Un député indépendant qui a longtemps été membre du parti communiste s'est porté candidat mercredi à l'élection présidentielle annoncée pour le 3 juin en Syrie, dont la crédibilité est mise en doute dans un pays en pleine guerre.

Dans le même temps, le régime a accusé l'ONU et son émissaire Lakhadar Brahimi d'être de «parti pris» et «d'entraver» les pourparlers de paix, dont deux sessions totalement stériles ont eu lieu en début d'année à Genève.

Alors que la réélection de Bachar al-Assad pour un troisième mandat de sept ans ne fait guère de doute, le député indépendant Maher Hajjar s'est présenté à la Cour constitutionnelle pour faire acte candidature.

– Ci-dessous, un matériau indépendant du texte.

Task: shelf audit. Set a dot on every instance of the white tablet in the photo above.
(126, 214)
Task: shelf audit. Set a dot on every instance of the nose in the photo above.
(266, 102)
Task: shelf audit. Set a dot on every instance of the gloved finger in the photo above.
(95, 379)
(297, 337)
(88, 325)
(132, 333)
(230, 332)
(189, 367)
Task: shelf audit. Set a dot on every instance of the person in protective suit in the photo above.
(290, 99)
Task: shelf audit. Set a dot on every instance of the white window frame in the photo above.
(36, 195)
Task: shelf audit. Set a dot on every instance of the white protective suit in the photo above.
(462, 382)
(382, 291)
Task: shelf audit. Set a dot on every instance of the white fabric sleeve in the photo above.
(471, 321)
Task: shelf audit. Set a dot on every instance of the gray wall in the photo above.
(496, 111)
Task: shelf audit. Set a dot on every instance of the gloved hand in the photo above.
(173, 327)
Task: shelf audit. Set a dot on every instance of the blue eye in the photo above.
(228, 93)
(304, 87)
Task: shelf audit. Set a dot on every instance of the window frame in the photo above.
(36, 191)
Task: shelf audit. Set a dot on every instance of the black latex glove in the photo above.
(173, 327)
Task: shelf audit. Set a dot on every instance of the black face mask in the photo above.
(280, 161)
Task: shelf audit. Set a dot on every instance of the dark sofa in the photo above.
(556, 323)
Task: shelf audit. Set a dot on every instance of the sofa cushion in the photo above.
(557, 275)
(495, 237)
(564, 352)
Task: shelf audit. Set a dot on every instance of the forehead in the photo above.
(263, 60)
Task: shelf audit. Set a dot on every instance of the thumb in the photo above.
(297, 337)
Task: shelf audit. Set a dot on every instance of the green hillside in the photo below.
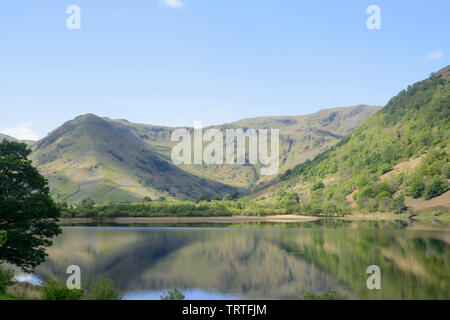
(356, 172)
(301, 138)
(88, 158)
(9, 138)
(114, 161)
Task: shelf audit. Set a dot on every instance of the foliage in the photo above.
(414, 123)
(6, 278)
(398, 204)
(175, 294)
(55, 290)
(436, 188)
(27, 213)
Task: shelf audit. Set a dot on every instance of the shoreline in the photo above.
(224, 219)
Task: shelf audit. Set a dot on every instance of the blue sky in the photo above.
(173, 62)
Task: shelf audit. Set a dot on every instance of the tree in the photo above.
(398, 204)
(28, 215)
(436, 188)
(175, 294)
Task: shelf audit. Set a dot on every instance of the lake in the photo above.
(258, 260)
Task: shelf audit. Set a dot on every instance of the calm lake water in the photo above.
(259, 261)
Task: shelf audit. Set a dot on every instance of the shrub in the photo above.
(416, 189)
(103, 288)
(436, 188)
(6, 279)
(55, 290)
(175, 294)
(318, 185)
(398, 204)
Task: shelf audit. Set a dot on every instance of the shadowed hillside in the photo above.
(90, 158)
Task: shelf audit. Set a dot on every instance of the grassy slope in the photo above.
(88, 157)
(301, 138)
(414, 123)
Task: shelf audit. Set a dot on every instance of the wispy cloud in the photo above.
(172, 3)
(435, 55)
(22, 132)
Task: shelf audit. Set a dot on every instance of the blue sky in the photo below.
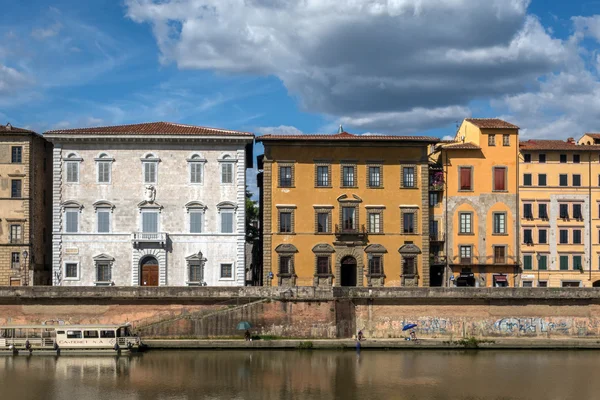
(389, 66)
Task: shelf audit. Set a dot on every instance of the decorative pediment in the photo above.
(323, 248)
(286, 248)
(103, 257)
(346, 198)
(409, 248)
(375, 248)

Le gouvernement n'a pas encore précisé son plan pour la tenue de ces élections, alors que de larges parties du pays sont hors de son contrôle. Selon le géographe français Fabrice Balanche, il contrôle 40% du territoire, des zones dans lesquelles vivent plus de 60% de la population.

C'est la première fois depuis un demi-siècle que plusieurs candidats peuvent se présenter à la présidentielle. Bachar al-Assad, comme son père Hafez, a jusqu'à présent été élu par référendum.

M. Hajjar est originaire d'Alep, la principale ville du nord aujourd'hui divisée entre rebelles et forces du régime. Âgé de 46 ans, il a été membre du parti communiste syrien de 1984 à 2000 et «l'un des leaders du mouvement communiste à l'Université d'Alep», selon la télévision syrienne.

Il a ensuite rejoint le «parti de la volonté populaire» formé par Qadri Jamil, un opposant toléré qui a rejoint le gouvernement comme vice-premier ministre avant d'être démis de ses fonctions en octobre 2013 et de partir s'installer en Russie.

«M. Hajjar a participé au mouvement pacifique populaire au début de la crise», a ajouté la télévision, en évoquant le mouvement de contestation contre le régime en mars 2011.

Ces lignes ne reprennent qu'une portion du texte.